2.BÖLÜM

359 103 52
                                    

Evdeki bu parti havası iyice dağıtmıştı kafamı. Bi an herşeyi unutmuştum nerdeyse. Gözlerim Gökhan'ı bulduğunda gülümsedim. Mutluydu. Deli gibi dans ediyodu. Zor günler yaşamıştık ikimizde. Ben 6 yaşımda ailemi kaybetmiştim. Ama o daha şanssızdı. Annesi doğumda ölmüştü. Babası buna sebepte Gökhan'ı görmüş ve onu istememiş. Ben gittiğimde ordakiler beni hep hırpalardı. Kimseyle konuşmazdım. Bi gün yanıma geldi. Elinde 2 tane mandalina var. 'Al birisi senin olsun. Ben hepsini bitiremem' dedi. Gözlerine bakınca gülümsedi. Bende alıp yemiştim. Sonra bep birbirimize kol kanat germiştik herşeyde. O daha alışkındı oraya. Ben sonradan gelmiştim. Onu severlerdi. Ama beni hiç sevmemişlerdi. Şuan karşımda olsalar hepsini döverdim. Ölesiye döverdim hemde. Büyük patronun deyimiyle bedel ödetirdim. Bi türlü çıkamıyoduk işin içinden. O hiç istemiyo bu işlerle uğraşmayı ama artık bulaşmıştık. 2 yıl olmuştu hemde. Ben neysede o hiç alışamamıştı hala. Olsun , ben onu herşeyden korumaya devam edicem. Hayattaki tek varlığım, kardeşim..
Ona kimsenin dokunmasına izin vermiycem. Gerekirse yakarım herşeyi ama onun üzülmesine asla izin veremem.
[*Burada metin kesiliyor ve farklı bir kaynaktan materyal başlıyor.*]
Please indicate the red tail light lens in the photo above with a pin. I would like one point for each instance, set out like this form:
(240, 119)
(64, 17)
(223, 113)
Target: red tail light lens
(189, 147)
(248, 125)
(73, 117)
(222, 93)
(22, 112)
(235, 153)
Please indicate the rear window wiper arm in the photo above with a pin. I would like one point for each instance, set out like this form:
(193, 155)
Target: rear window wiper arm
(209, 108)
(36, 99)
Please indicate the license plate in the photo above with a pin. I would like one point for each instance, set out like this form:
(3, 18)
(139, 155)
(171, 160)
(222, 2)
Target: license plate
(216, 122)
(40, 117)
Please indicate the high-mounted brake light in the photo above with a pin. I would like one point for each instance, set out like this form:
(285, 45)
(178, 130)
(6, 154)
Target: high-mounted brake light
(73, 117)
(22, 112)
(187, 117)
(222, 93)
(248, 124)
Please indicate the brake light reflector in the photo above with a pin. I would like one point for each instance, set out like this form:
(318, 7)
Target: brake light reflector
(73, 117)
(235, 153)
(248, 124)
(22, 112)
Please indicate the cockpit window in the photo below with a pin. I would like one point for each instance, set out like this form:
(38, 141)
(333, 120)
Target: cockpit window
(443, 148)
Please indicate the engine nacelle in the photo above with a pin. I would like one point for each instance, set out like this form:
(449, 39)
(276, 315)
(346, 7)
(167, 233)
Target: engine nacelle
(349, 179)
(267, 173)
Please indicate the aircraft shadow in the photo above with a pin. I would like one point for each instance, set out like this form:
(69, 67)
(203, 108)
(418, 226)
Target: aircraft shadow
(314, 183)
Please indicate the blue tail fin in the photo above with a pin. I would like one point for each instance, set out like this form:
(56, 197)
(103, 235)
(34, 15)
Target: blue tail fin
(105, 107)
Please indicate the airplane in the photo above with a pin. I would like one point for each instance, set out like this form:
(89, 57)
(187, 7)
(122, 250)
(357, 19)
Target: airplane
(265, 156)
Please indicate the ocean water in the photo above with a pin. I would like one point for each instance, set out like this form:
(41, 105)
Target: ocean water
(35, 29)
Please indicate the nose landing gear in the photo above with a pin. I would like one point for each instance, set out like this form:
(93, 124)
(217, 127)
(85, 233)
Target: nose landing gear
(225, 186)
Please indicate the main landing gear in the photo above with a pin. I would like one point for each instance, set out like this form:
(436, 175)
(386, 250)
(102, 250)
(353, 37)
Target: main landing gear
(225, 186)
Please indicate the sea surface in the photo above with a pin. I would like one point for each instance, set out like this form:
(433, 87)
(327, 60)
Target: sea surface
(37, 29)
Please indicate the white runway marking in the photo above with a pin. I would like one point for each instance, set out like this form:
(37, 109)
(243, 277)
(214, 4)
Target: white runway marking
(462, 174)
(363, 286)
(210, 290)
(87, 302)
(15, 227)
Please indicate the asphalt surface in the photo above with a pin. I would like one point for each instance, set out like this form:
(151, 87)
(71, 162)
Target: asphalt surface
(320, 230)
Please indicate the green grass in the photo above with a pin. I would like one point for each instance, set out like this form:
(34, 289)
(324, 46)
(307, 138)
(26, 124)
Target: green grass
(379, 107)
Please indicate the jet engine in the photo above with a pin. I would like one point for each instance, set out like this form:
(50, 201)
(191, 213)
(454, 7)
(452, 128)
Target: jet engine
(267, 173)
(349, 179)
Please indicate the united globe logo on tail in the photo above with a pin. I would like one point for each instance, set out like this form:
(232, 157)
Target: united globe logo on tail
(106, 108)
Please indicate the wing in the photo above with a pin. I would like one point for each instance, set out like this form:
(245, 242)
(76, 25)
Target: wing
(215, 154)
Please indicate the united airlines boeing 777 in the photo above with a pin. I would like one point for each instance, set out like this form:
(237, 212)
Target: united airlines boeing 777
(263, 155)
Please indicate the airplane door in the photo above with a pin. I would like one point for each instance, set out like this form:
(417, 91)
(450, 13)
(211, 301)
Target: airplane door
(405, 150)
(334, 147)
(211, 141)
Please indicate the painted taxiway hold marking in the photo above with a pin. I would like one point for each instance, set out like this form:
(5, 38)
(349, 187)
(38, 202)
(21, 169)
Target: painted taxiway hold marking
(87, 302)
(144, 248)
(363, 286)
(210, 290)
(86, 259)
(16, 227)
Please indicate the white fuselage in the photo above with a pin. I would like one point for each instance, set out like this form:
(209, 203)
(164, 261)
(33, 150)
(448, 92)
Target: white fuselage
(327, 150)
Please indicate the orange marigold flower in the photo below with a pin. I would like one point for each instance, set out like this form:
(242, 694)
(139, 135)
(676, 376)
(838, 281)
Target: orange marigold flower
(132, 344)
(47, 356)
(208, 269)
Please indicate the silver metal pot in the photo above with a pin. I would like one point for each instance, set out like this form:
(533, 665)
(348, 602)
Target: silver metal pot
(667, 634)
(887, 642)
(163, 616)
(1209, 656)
Kolumda bi el hissedince irkildim. Yarı çıplak kız kulağıma eğilip 'artık odaya çıkalım mı' diye sorunca kolunu itip kalktım. Odaya geçip Gökhan'ı tuttuğum gibi mutfağa soktum. Şaşırmıştı. Benimde iyice tadım kaçmıştı artık.

- Sıkıldım ben, dışarı çıkıcam. Sende herkesi gönder , diğer eve geç. Temizlesinler burayı etraf leş gibi oldu. Tamam mıı..?

- Ya Cihangir nereye hem daha çok erken kal biraz daha. Kızlar çok güzel olumm..

- Sıkıldım olum. Bırak beni. Dediğimi unutma. Hoop.."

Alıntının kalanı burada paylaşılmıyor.